# Looking for 18'' Black Wheels for my 2011 Chevy Cruse. Any Suggestions?



## CruseLTZRS2011 (Nov 17, 2012)

I'm in the market for black 18'' wheels for my 2011 Chevy Cruse LTZ/RS but finding websites that sell black wheels w/ our bolt pattern is is far and few. Anyone have any insight, websites or suggestions?

Thanks!


----------



## Smurfenstein (Nov 16, 2011)

A few sites to try:
tirerack.com
carid.com
msrwheels.com (type 095 wheel is made specifically for our car)


----------



## jakkaroo (Feb 12, 2011)

Cheap idea plasti dip they sell at hardware stores. You already have the rims everyone wants and all you want is black. Look into plasti dip its remvable spray paint.much cheaper than buying rims for a color

Sent from my MB886 using AutoGuide.Com Free App


----------



## 204cruze (Oct 25, 2012)

I agree, those wheels would look really nice painted. another more durable option is powder coating mind you at extra cost.


----------



## Ru5ty (Jun 20, 2012)

rtx stratus


----------



## 204cruze (Oct 25, 2012)

I have rtx turbines on mine for a winter tire. My cost was about 60 bux a wheel in 16".Im looking at a set of sparco Assetto Gara wheels for summer but having trouble finding them in flat black.


----------



## GMMillwright (Mar 5, 2011)

drag type 33, sparco, msr 095. That's about it for now.


----------



## akrupocin (Mar 4, 2012)

Here are mine dipped see what you think.


----------



## Devilz (May 16, 2012)

if they has to be black...then these

Sparco Assetto Gara Black Wheels | Sparco Assetto Gara Black Alloys | Performance Alloys.com ® The Alloy Wheel Experts


----------



## oMAHONEYo (Mar 23, 2012)

GMMillwright said:


> drag type 33, sparco, msr 095. That's about it for now.

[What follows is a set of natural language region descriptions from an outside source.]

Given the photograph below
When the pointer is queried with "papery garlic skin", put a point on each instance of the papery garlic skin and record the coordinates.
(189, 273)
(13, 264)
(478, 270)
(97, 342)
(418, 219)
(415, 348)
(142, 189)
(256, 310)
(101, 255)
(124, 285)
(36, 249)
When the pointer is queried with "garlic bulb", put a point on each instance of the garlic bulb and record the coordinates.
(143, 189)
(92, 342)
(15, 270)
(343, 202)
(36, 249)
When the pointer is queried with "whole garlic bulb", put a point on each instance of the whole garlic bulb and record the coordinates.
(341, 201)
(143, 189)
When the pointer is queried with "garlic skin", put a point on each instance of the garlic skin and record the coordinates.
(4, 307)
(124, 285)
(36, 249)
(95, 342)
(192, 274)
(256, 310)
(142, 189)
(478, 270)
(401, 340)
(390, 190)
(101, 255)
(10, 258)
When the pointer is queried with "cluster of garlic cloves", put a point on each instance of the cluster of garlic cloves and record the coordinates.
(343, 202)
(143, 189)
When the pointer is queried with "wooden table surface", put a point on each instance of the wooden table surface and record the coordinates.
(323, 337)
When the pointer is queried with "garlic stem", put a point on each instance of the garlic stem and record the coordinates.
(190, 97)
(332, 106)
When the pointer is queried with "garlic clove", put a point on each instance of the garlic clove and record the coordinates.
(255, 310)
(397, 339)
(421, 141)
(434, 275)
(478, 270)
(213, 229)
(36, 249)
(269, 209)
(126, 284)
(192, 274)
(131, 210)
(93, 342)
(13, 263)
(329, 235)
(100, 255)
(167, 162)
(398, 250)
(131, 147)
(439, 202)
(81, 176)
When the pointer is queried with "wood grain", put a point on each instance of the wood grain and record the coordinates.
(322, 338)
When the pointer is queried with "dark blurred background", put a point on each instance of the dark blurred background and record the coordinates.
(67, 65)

Backed on the MSR 095. Thinking about picking these up myself in the spring


Sent from my iPhone using AutoGuide.com App


----------



## Devilz (May 16, 2012)

Or may be these

http://www.wheelbasealloys.com/18_Inch_Dare_RS_Graphite_Alloy_Wheels__4718


Sent from my iPhone using Autoguide


----------



## trevforever (Feb 20, 2014)

Motegi MR116 are very nice or KMC KM 775 rockstar car (My favorite)


----------